Saturday, February 04, 2006

Hawkwatching nomenclature explained


HI Marie,

I looked through my snapshots and put together a group of photos in which the buildings visible from the Hawk Bench overlap each other from shot to shot. That way I hope those who've never visited will be able to get the Bench eye view of the sequence of buildings as they go north and south from 927.

In the center, the shorter building between the two larger ones, is 927 Fifth Avenue. As we tell the many people who come by and ask where the nest is-If you look above the middle window on the top floor, you'll see a cornice and on that cornice is the nest cradle, and above that...Can you make out the twigs, that's Pale Male and Lola's nest.

A few floors down is where Mary Tyler Moore, one of Pale Male's big supporters used to live.

If you look carefully on the roof, the perpendicular item furthest to the front right, is the grated chimney on which Pale Male has been known to stand and warm his under wings on chilly days.

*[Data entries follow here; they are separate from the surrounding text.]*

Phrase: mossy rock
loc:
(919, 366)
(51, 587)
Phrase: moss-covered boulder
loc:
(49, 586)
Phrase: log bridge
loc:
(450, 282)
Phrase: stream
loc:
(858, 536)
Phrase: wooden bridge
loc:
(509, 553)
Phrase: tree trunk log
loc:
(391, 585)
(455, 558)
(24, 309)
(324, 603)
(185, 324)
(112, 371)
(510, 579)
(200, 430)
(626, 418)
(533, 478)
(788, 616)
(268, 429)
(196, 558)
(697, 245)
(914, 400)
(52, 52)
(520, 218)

The building to the left, north, we call Woody, because Woody Allen used to live there. Many photographs of the hawks in flight have been taken with the windows of that building in the background. As that air space is often a runway for take offs and landings.

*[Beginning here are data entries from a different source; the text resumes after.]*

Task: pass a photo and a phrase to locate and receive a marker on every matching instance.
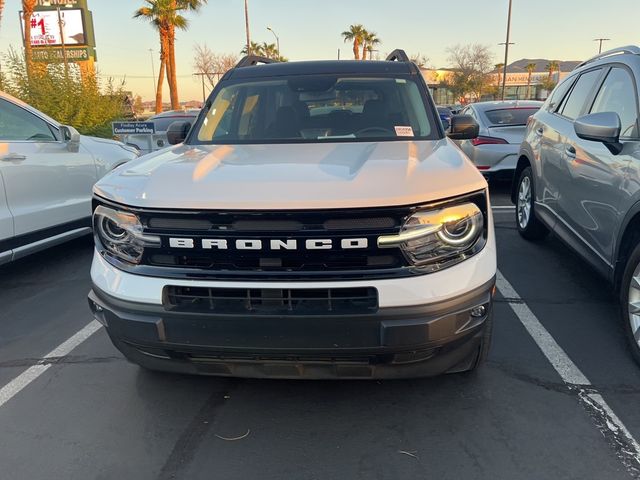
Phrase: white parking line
(611, 427)
(14, 387)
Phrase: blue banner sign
(133, 128)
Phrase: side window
(575, 103)
(18, 125)
(618, 95)
(558, 94)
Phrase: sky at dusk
(310, 29)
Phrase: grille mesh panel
(267, 301)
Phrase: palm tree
(270, 50)
(369, 41)
(1, 9)
(355, 34)
(530, 68)
(165, 16)
(177, 21)
(28, 6)
(256, 49)
(157, 12)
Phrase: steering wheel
(369, 130)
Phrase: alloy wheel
(634, 304)
(524, 202)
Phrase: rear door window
(618, 95)
(576, 102)
(509, 116)
(558, 94)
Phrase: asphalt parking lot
(88, 414)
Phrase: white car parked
(316, 222)
(47, 172)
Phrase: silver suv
(578, 173)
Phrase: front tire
(630, 302)
(528, 224)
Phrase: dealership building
(516, 81)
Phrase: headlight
(121, 234)
(439, 238)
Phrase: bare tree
(472, 64)
(212, 65)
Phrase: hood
(293, 176)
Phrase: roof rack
(398, 56)
(251, 60)
(616, 51)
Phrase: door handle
(13, 157)
(570, 151)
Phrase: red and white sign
(46, 28)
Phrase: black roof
(320, 67)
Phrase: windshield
(316, 109)
(509, 116)
(162, 123)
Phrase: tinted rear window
(509, 116)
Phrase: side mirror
(177, 132)
(463, 127)
(71, 137)
(599, 127)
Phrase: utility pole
(153, 71)
(202, 75)
(277, 39)
(246, 25)
(506, 52)
(600, 40)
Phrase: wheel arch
(630, 237)
(523, 162)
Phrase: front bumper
(397, 342)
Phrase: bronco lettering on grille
(276, 244)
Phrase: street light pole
(246, 25)
(153, 71)
(506, 52)
(277, 39)
(64, 47)
(600, 40)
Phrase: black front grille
(269, 301)
(296, 261)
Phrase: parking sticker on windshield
(404, 131)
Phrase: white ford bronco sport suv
(314, 222)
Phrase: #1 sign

The big square "box" on the top of Woody is the cover for the building's water tower. Look down to the right and left of the "box" and you'll see there is a roof garden with some small trees, often tended by numerous gardeners. Currently Pale Male and Lola are bringing twigs they've clipped off the trees inside Central Park to the nest. But as time gets tighter for nest building, Pale Male will often fly just next door to Woody and snip twigs off those small trees with his beak. Lola also collected long dry grasses from a flower bed up there with which to line the nest last year.

And come time for Pale Male to give his nuptial gifts of rat and squirrel to Lola he will sometimes stash them for her, one level down from the garden, in the space between the two sections of the building on the south side.

To the right, south of 927, is Dr. Fisher, more on that building when we can see all of it. But yes, it's called Dr. Fisher because of course Dr. Fisher lived there. An avid hawk watcher, he graciously allowed photographers to shoot the nest and it's inhabitants from his terrace.

The buildings may seem rather small and far away compared with the photographs that you've seen of the hawks and the nest. But we have an entire battery of binoculars and scopes that make the hawk watchers views comparable to the ones you see in the pictures. The Swarovski birding scope pointing at 927 in the picture is one of them. It was generously donated by the company, Swarovski Optik, to the Hawk watchers of Central Park and it's in use virtually everyday.

The body of water just behind the day's worth of supplies and equipment is the Model Boat Pond, above which Pale Male and Lola will often do aerial displays while courting.